Python code for Algorithmic Trading: Chapter One

Wed 26 October 2016 by Adrian Torrie

This post is part 1 of the "Python code for the book Algorithmic Trading by Ernie Chan" series:

  1. Python code for Algorithmic Trading: Chapter One

Summary

Part of a series that takes the formulas and MATLAB code found in Ernie Chan's book, Algorithmic Trading: Winning Strategies and Their Rationale (2013)

Version Control

In [1]:
%run ../../code/version_check.py
Python: 3.5.2 |Continuum Analytics, Inc.| (default, Jul  2 2016, 17:53:06) 
[GCC 4.4.7 20120313 (Red Hat 4.4.7-1)]

matplotlib:	2.0.0
numpy:		1.11.3
pandas:		0.19.2
quandl:		3.0.1
sklearn:	0.18.1
scipy:		0.18.1

Change Log

Date Created: 2016-10-26

Date of Change    Change Notes
--------------    ----------------------------------------------------------------
2016-10-26        Initial draft
2016-10-27        Fixed formatting
2017-01-20        Layout changes
2017-04-31        * Added versioning of modules
                  * Added alignment to table holding critical values for test

2. Notebook References

2.1 CAGR
2.2 Pandas Time Series Offset Aliases

3. Backtesting and its relationship to Hypothesis Testing


The book suggests a general form of backtesting follows the hypothesis testing framework as follows:

  1. Compute the test statistic (average daily return for the active period)
  2. Assume the average daily return = 0, and call this the null hypothesis
  3. Assume Gaussian (Normal) Distribution of daily returns with 0 (zero) mean
  4. Using the null hypothesis assumed distribution of daily returns, compute the p-value.
  5. Lookup p-value against critical values to determine significance

If p-value is less than 0.01 (less than 1% chance), we reject the null hypothesis, meaning the average daily returns from the backtest are statistically significant.
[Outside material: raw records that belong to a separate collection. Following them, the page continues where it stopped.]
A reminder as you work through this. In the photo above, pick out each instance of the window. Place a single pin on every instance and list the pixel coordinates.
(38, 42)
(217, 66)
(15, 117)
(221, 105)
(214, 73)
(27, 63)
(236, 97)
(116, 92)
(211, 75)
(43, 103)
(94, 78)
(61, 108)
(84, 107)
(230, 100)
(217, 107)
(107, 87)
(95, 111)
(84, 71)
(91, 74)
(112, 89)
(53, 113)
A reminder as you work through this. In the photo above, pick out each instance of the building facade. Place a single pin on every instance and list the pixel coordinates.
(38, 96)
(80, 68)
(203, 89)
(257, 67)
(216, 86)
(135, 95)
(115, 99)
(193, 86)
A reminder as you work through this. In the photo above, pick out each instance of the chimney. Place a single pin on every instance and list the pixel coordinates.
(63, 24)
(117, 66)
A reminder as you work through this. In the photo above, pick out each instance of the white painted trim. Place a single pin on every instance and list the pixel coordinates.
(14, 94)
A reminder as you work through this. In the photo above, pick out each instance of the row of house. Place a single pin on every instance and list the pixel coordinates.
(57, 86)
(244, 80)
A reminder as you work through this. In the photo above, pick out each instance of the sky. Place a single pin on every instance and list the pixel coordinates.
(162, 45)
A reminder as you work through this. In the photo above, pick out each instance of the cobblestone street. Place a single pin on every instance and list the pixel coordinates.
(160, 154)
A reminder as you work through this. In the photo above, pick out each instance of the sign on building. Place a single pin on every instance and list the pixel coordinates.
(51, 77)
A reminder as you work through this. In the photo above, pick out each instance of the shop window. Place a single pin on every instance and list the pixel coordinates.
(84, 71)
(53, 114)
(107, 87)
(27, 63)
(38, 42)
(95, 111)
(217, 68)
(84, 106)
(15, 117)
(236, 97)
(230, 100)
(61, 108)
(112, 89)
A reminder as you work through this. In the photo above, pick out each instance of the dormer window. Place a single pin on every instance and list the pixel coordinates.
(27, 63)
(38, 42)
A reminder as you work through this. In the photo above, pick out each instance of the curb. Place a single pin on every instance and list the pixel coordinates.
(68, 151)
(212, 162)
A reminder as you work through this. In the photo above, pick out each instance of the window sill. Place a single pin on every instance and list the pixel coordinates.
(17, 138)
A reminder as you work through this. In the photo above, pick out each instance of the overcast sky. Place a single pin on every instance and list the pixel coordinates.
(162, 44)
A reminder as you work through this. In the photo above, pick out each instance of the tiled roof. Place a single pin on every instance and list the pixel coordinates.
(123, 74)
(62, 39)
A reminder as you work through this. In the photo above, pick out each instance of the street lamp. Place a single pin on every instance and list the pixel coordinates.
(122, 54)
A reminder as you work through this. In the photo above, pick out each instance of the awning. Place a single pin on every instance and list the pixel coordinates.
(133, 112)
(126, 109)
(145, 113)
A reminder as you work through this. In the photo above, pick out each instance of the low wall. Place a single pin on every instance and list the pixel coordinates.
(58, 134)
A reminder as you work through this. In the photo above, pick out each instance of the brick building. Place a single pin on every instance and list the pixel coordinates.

3.1 Sharpe Ratio Test Statistic (srt-stat)

The book cites a reference, (Bernston, 2002) with the citation stated as:

... the standard test statistic for a Gaussian distribution is none other than the average divided by the standard deviation and multiplied by the square root of the number of data points ..."

which when written in equation form looks like:

$$\text{srt-stat} = \left(\frac{\mu}{\sigma}\right) \sqrt{n}$$

where:

\begin{align} \mu & = \text{the }\textbf{mean of the daily returns} \\ \sigma & = \text{the }\textbf{standard deviation of the daily returns} \\ n & = \text{the number of data points, also known as the }\textbf{number of samples} \end{align}

The srt_stat is then then compared to a table of critical values to determine statistical significance, with the table again being cited from Bernston (2002) in Chan's book (code below):

p-value Critical values
0.1 1.282
0.05 1.645
0.01 2.326
0.001 3.091

Note:

  • The smaller the p-value (or the larger the srt_stat), the better, with respect to being statistically significant.
  • Because the Gaussian distriution is "described" by parameters (mu - $\mu$, and sigma - $\sigma$), the test is classified as a parametric test

4. Coding the Sharpe Ratio Test Statistic


First we setup the Jupyter Notebook to display charts nicely, followed up by sourcing 11 years of adjusted daily close price data from Yahoo! Finance, and then have a quick look at how to find a single days worth of data.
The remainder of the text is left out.